Лева Троцкий пропустил шпильку мимо ушей. Он давно пристрастился к одной марке французского вина и мечтал купить виноградник. Но денег не хватало. А тут возникла перспектива получить его даром.

— Да здравствует мировая революция! — вскричал Троцкий. — Я — за!

— Ура! — недружно поддержали его товарищи в ожидании главного — дележа денег.

И Владимир Ильич их не подвел.

— Обещаю погасить долги по зарплате за последние два года.

Соратники выразили такую безграничную радость, что Владимир Ильич решил, что перегнул палку и счел нужным поправиться:

— Наполовину… А теперь, господа, попрошу к столу!..

 

Сборы

Вступление в новую жизнь праздновали бурно.

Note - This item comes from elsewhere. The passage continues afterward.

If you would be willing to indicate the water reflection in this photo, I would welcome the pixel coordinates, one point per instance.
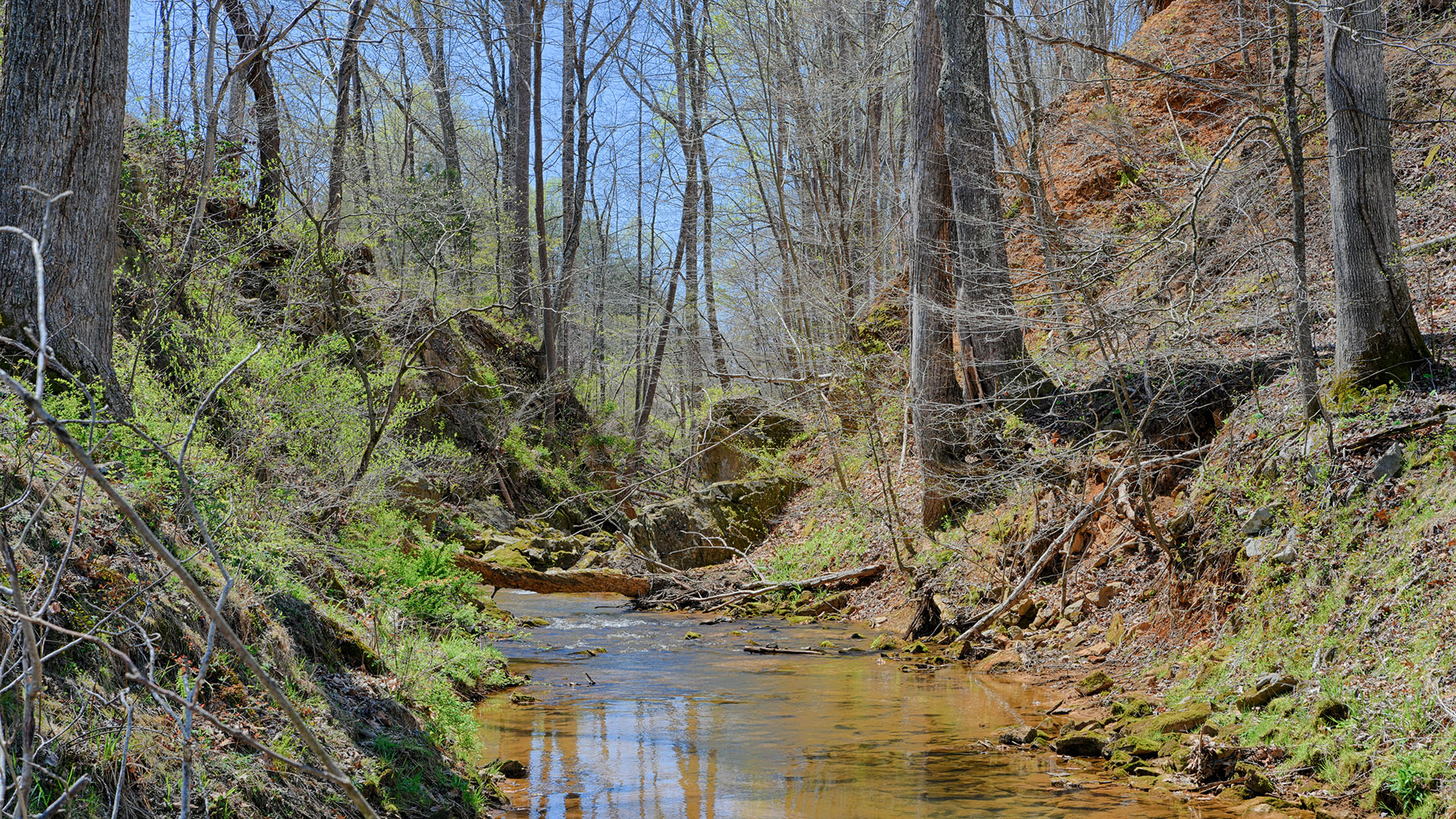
(699, 729)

Пена на пиве не успевала оседать. После застолья поднялся шум, гвалт, суета обычные предотъездные споры. А без споров и никак нельзя было. Все были взвинчены, возбуждены. Столько лет не были на родине!..

— Господа, а багаж брать или нет?

— Какой еще багаж?

— Я хотел бы взять велосипед.

— Зачем?

— Привык, знаете. Вечерний променад по набережной. Закат. Первые звезды… После спится как убитому.

— Насчет убить — это запросто. В любое время дня.

— Это безобразие!

— Это революция!

— Да, пожалуй, вы правы. А велосипед я могу экспроприировать на месте.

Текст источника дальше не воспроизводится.